| > The closest comparison outside of the browser would be to the container ecosystem And as someone who has worked on both, I can tell you that the container ecosystem is way better and way more deterministic. `Dockerfile` from 10 years back would work today as well. Any non-trivial package.json written even a few years ago would have half the packages deprecated in non-backward compatible way! There is another similar ecosystem of mobile apps. That's also way superior in terms of the developer experience. > Other languages don't need to dynamically load code via http requests, they generally run under the assumption that all of the code is available before execution. And that's not what I am objecting to.
My concern is that the core JS specification is so barebones that it fragments right from the start. 1. There isn't a standard project format
2. There isn't a single framework that's backward compatible for 5+ years.

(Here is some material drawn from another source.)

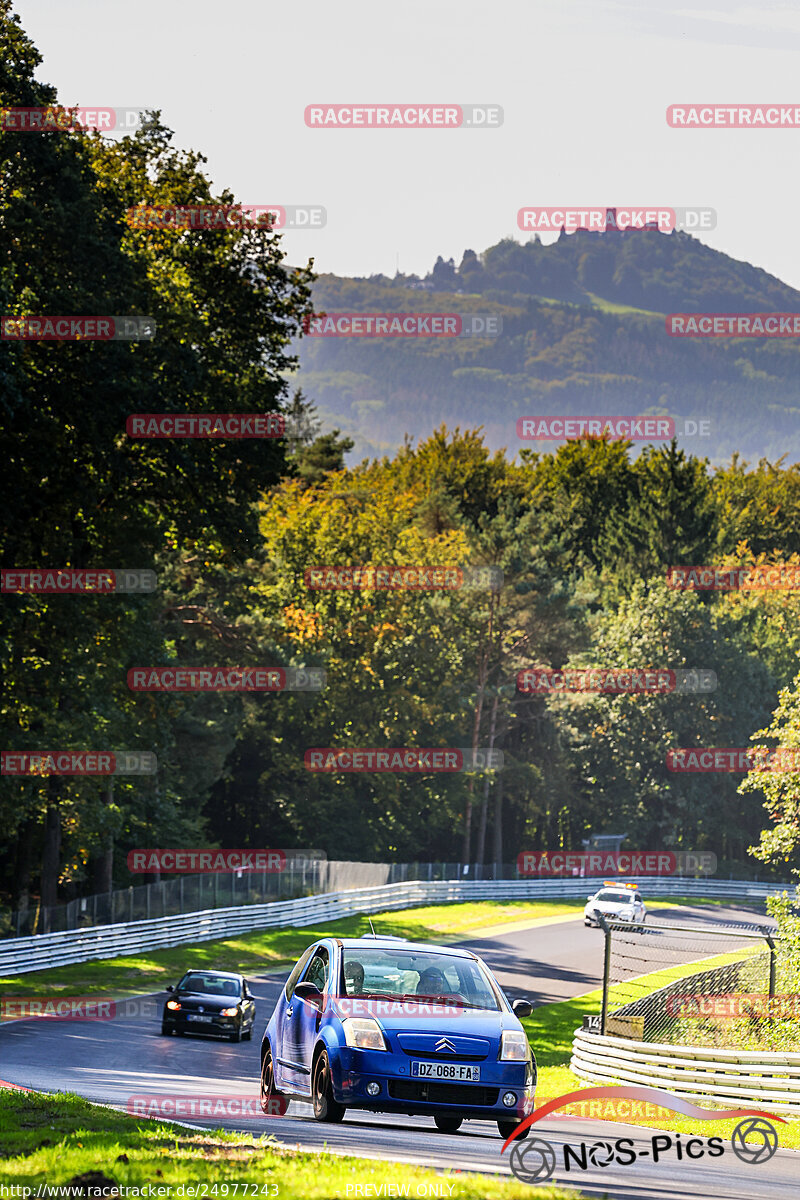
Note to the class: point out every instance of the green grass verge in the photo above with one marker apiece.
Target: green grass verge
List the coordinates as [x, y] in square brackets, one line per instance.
[270, 948]
[58, 1139]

3. There isn't even an agreeement on the right build tools (npm vs yarn vs pnpm...)
4. There isn't an agreement on how to do multi-threaded async work You make different choices and soon every single JS project looks drastically different from every other project. Compare this to Java (older than JS!) or Go (newer than JS but highly opinionated). People writing code in Java or Go, don't expect there builds to fail ~1-5% of the times. Nor are the frameworks changed in a backward-compatible way every few years. |
I highly doubt that any Dockerfile from back then would work if it runs `apt-get` (as many do), as the mirrors for the old distribution versions aren't online anymore.
Dockerfiles can be made to be quite deterministic, but many use `FROM` with unpinned tags and install from URLs that can and do go away.